By Amanda Eggert EBS Associate Editor

BIG SKY – “All fires start small and eventually go out” is a wildfire adage that’s just as applicable to the 2016 season as it was to the historic 1988 fire season.

The difference is what happens in between.

Temperatures were so hot and dry in 1988 that the following winter the wildfire community had to change its fire modeling system.

“The parameters of the program weren’t taking into account anything as crazy as the Yellowstone fires—the severity of the drought, the dryness,” said Rene Eustace, a keeper of wildfire history and lore who spent 56 days fighting fires in and near Yellowstone in 1988.

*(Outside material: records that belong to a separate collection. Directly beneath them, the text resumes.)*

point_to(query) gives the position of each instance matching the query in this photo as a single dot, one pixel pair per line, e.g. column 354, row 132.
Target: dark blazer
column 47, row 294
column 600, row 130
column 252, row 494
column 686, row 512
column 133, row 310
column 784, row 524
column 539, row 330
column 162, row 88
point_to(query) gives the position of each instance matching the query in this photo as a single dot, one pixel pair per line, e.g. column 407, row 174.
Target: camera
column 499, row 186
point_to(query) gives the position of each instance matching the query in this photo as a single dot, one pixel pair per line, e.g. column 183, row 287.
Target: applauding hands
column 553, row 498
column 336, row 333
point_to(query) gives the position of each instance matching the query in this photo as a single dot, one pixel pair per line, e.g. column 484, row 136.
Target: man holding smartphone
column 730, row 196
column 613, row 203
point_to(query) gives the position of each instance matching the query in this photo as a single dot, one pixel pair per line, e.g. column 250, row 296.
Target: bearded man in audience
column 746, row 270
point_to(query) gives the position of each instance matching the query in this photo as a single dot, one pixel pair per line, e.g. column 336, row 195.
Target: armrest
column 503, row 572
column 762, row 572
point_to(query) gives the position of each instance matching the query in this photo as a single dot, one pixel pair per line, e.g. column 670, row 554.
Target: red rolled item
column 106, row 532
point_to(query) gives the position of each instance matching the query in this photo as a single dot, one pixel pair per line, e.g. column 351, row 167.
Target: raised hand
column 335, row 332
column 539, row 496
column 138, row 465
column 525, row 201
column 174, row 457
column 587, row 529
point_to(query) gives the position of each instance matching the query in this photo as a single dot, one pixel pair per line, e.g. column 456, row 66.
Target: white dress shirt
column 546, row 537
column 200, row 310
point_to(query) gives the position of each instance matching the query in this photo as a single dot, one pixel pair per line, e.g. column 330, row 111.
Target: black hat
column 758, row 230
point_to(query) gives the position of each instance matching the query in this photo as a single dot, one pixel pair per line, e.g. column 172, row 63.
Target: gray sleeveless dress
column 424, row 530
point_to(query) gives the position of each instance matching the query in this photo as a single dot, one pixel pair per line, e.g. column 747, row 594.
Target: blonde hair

Rene Eustace at a burnout operation on the Clover-Mist fire outside Yellowstone National Park on Aug. 28, 2988. PHOTO COURTESY OF RENE EUSTACE

Rene Eustace at a burnout operation on the Clover-Mist fire outside Yellowstone National Park on Aug. 28, 1988.  PHOTO COURTESY OF RENE EUSTACE

Eustace—now the lookout coordinator on the Bitterroot National Forest—took detailed notes, sometimes writing by headlamp at 2 a.m. to ensure nothing was forgotten from that historic season.

Eustace recalls camping on a ridgetop one night when the light emitted from a crown fire in the Clover-Mist complex was burning so hot and bright he could see its orange glow through his tent wall. They were camped on the opposite side of the drainage from the fire.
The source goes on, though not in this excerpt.